Abolisce la sua parte di artista, intellettuale, pittore o scultore, e riimpara a recepire, a sentire, a respirare, a camminare, ad intendere, ad usarsi come uomo. Naturalmente imparare a muoversi, e ritrovare la propria esistenza non significa mimare o recitare, compiere nuovi movimenti, ma usare se stesso come materiale continuamente plasmabile. Di conseguenza: impossibilità a credere nel discorso per immagini, nella comunicazione di nuove informazioni esplicative e didattiche, nelle strutture che impongono una regolarità, un comportamento, una sintassi, che si piegano ad un discorso moralistico industriale. Allontanamento quindi dagli archetipi esistenti e continuamente ricreantesi, totale avversiane al discorso e aspirazione all'afasia, all'immobilità, per una progressiva identificazione di coscienza e praxis.

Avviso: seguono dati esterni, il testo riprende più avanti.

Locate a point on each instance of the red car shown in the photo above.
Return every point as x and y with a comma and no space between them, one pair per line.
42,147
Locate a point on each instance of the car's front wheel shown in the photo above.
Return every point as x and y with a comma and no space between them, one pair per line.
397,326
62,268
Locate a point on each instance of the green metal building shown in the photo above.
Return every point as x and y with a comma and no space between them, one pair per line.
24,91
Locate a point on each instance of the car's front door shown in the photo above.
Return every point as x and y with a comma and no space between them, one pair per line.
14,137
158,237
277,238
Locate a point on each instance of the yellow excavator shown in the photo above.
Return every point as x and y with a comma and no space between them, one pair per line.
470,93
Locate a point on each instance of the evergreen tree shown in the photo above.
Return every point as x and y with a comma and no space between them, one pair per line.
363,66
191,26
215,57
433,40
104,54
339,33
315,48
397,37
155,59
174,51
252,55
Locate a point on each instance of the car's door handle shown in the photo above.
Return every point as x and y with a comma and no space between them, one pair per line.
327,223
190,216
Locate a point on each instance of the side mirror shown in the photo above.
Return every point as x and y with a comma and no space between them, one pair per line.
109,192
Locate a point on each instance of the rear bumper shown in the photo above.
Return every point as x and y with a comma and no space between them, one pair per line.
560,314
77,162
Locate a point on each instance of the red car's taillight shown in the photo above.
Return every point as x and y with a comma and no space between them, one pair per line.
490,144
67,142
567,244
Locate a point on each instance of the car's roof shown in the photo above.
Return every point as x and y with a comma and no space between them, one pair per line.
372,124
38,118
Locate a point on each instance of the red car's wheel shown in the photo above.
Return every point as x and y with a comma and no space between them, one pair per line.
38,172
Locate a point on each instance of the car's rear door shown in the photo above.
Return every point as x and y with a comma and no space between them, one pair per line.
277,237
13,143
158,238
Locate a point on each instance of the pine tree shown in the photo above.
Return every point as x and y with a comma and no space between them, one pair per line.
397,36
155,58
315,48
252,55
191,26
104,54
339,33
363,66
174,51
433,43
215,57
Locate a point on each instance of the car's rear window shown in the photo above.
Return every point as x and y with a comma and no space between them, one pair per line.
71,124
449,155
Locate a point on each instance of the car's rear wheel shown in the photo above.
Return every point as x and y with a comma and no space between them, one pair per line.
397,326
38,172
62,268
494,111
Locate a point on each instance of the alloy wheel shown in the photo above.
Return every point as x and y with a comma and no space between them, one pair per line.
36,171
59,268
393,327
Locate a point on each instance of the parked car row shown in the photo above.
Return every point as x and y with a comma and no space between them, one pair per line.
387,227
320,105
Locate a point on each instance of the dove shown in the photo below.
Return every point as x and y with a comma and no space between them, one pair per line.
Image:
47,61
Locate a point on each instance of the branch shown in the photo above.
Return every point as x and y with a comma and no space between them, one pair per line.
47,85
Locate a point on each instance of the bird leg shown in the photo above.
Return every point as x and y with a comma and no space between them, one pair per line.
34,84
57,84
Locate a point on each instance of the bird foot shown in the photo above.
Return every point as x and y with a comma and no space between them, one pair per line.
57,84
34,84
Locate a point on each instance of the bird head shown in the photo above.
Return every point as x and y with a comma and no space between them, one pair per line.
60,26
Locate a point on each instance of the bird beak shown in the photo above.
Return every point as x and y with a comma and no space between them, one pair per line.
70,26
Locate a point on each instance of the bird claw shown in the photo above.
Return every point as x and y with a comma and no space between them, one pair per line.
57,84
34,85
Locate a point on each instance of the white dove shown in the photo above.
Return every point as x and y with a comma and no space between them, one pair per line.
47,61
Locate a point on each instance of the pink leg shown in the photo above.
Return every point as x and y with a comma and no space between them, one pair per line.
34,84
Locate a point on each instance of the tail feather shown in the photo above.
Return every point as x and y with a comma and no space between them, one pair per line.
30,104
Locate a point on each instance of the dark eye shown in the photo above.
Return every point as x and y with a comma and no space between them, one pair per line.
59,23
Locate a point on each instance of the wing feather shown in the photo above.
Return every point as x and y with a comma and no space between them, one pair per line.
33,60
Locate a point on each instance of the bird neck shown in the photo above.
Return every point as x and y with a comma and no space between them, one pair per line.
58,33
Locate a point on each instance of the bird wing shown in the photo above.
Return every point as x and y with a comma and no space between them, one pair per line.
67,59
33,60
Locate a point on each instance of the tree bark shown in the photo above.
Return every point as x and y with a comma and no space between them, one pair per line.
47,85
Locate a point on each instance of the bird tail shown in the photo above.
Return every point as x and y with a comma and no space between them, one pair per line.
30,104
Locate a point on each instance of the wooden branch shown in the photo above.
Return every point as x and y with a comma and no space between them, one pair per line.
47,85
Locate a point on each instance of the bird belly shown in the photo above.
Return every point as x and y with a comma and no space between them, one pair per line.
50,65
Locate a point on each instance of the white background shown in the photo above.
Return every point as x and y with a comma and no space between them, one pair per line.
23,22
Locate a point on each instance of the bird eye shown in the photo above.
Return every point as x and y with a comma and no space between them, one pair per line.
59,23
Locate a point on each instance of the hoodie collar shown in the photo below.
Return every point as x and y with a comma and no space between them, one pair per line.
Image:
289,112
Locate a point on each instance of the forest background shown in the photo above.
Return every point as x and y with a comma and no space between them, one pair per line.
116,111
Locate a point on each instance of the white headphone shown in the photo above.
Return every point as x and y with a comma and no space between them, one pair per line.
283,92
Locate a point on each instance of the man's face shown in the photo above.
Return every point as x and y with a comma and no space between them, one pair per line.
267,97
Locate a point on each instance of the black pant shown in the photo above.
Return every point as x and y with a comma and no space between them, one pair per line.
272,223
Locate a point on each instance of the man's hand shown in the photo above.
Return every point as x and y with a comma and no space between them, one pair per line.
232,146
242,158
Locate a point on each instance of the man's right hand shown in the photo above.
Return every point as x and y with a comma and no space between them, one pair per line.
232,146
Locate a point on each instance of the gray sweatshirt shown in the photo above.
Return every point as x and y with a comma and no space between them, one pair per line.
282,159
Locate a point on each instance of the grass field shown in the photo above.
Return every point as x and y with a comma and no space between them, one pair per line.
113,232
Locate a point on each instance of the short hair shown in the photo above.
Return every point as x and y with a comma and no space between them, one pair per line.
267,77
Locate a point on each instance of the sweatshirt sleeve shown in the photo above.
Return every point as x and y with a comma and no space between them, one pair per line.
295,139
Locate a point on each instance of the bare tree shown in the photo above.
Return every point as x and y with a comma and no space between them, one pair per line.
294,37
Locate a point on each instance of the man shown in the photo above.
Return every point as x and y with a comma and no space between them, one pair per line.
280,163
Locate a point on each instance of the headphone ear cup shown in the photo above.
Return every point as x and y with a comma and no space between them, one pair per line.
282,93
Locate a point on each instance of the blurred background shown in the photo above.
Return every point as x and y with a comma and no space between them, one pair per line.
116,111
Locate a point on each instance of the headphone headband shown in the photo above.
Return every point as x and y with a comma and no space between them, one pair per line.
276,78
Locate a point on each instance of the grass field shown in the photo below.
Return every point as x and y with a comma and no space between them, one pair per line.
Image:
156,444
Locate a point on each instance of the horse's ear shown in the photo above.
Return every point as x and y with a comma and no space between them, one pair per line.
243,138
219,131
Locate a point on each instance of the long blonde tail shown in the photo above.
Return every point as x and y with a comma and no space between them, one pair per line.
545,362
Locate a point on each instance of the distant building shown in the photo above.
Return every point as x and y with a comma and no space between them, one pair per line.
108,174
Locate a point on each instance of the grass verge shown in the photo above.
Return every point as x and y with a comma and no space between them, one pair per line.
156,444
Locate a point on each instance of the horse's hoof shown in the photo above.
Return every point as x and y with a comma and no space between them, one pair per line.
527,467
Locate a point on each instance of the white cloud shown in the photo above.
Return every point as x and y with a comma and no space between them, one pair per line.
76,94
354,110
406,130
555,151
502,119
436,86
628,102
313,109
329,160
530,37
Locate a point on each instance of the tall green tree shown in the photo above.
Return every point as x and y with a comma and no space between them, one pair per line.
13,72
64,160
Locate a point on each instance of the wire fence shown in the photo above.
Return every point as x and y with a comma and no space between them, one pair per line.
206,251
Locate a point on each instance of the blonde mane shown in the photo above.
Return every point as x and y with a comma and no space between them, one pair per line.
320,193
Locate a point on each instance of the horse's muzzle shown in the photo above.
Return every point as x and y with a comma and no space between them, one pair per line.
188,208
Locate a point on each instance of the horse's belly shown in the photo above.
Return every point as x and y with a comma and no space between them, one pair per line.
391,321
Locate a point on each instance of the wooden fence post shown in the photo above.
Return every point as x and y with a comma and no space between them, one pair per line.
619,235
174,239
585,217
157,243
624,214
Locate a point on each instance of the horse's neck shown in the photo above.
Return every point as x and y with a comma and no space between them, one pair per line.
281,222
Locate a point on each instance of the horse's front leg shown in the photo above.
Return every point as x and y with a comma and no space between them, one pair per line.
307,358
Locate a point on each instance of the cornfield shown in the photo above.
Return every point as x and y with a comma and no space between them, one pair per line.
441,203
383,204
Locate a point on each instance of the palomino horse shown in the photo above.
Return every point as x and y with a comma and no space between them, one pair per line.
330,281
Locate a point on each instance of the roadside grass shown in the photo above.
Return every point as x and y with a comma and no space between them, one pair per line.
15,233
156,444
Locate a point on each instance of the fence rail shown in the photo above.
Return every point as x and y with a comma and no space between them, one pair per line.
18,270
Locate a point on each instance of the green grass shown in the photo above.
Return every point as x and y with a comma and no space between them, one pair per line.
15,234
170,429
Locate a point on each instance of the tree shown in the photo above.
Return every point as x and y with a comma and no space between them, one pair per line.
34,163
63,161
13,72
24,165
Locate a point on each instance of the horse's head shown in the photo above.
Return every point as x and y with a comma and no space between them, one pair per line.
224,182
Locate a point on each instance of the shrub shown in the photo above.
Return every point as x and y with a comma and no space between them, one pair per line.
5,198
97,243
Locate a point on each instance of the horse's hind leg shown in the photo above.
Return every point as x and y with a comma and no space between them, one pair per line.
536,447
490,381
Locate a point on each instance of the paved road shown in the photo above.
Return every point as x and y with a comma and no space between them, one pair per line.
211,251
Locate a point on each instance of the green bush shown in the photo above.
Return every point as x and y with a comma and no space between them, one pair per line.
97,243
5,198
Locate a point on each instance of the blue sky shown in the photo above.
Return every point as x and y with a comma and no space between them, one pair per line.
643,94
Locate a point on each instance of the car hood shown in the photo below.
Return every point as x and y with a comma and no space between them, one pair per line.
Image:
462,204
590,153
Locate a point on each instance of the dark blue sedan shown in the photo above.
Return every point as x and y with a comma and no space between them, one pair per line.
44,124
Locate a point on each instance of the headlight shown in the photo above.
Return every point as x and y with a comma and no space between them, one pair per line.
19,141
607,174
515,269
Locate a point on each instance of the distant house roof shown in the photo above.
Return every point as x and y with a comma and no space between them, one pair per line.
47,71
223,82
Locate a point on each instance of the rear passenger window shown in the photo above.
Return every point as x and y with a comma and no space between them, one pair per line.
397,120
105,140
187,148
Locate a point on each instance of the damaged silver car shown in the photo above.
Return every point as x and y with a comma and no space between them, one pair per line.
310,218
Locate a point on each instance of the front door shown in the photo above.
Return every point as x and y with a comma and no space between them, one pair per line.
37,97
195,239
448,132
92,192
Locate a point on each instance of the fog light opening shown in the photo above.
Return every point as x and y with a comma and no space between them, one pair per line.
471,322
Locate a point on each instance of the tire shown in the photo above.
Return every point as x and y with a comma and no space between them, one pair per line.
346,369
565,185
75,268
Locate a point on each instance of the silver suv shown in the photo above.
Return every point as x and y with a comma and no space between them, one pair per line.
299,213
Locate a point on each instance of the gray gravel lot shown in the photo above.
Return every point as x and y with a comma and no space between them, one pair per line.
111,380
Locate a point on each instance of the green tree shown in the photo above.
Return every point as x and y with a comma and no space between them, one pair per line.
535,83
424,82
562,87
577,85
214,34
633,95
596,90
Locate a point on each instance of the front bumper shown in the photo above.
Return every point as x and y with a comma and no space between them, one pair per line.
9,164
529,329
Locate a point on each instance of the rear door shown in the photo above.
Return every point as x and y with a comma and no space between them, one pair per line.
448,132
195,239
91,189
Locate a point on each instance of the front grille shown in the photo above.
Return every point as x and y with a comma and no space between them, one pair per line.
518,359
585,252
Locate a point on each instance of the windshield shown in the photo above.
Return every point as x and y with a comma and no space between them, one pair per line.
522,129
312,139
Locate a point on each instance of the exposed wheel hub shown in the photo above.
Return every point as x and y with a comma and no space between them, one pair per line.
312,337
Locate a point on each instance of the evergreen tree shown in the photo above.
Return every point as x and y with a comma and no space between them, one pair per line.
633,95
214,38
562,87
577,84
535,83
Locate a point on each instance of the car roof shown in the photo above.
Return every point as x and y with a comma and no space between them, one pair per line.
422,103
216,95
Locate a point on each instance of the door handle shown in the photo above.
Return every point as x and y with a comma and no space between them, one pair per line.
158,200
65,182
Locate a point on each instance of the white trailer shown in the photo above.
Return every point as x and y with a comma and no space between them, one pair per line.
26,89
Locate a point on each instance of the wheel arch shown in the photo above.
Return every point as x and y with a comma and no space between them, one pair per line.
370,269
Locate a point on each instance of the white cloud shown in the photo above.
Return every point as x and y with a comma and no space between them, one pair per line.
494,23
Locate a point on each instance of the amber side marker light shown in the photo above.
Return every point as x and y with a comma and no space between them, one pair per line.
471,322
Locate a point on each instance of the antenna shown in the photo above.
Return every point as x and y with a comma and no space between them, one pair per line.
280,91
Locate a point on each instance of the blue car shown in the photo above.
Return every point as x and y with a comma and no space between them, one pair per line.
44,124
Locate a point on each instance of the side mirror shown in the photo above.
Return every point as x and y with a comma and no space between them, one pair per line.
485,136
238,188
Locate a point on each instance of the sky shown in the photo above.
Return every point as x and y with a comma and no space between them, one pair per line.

Prime scoperte di questa spoliazione sono il tempo finito ed infinito della vita; l'opera ed il lavoro che si identificano con la vita; la dimensione della vita come durata senza scadenza; l'immobilità come possibilità di uscire dalle circostanze contingenti per immettersi nel tempo; l'esplodere della dimensione individuale come comunione estatica e simpatetica con la natura; l'incoscienza come sistema di conoscenza del mondo; la ricerca dei turbamenti psicofisici per una vita plurisensitiva e plurilineare; la perdita di identità con se stessi, per un abbandono del riconoscimento rassicurante, che ci viene continuamente imposto dagli altri e dal sistema sociale; l'oggetto-soggetto come presenza fisica continuamente cangiante, come prova di esistenza che diventa continuità, caos, spazio e differente temporalità. <L'arte diviene>, dice Cage, <una sorta di condizione sperimentale in cui si sperimenta il vivere>. Fare arte allora si identifica con la vita ed esistere assume il significato di reinventare ogni istante una nuova dimensione fantastica, politica, estetica, ecc. della propria vita. L'importante è non giustificarsi o riflettersi nel lavoro o nel prodotto, ma vivere come lavoro, stupirsi per conoscere il mondo, essere disponibili a tutti i fatti della vita (la morte, l'illogico, la follia, la casualità, la natura, l'infinito, il reale, l'inreale, lo sviluppo, la simbiosi). Accettando infatti l'ideologia della vita ci si può esaltare sia per l'infinito che per la contingenza della vita, si può vivere la morte e morire la vita, ragionare di pazzia, e impazzire di ragione. Col pensare e percepire, fissare e presentare, sentire ed esaurire la sensazione in un evento, in un fatto, in un'idea, in un'azione, ognuno può allora diventare linguaggio ed esserlo, con i suoi gesti, le sue azioni, il suo corpo, il suo territorio, la sua memoria, la sua realtà quotidiana e fantastica.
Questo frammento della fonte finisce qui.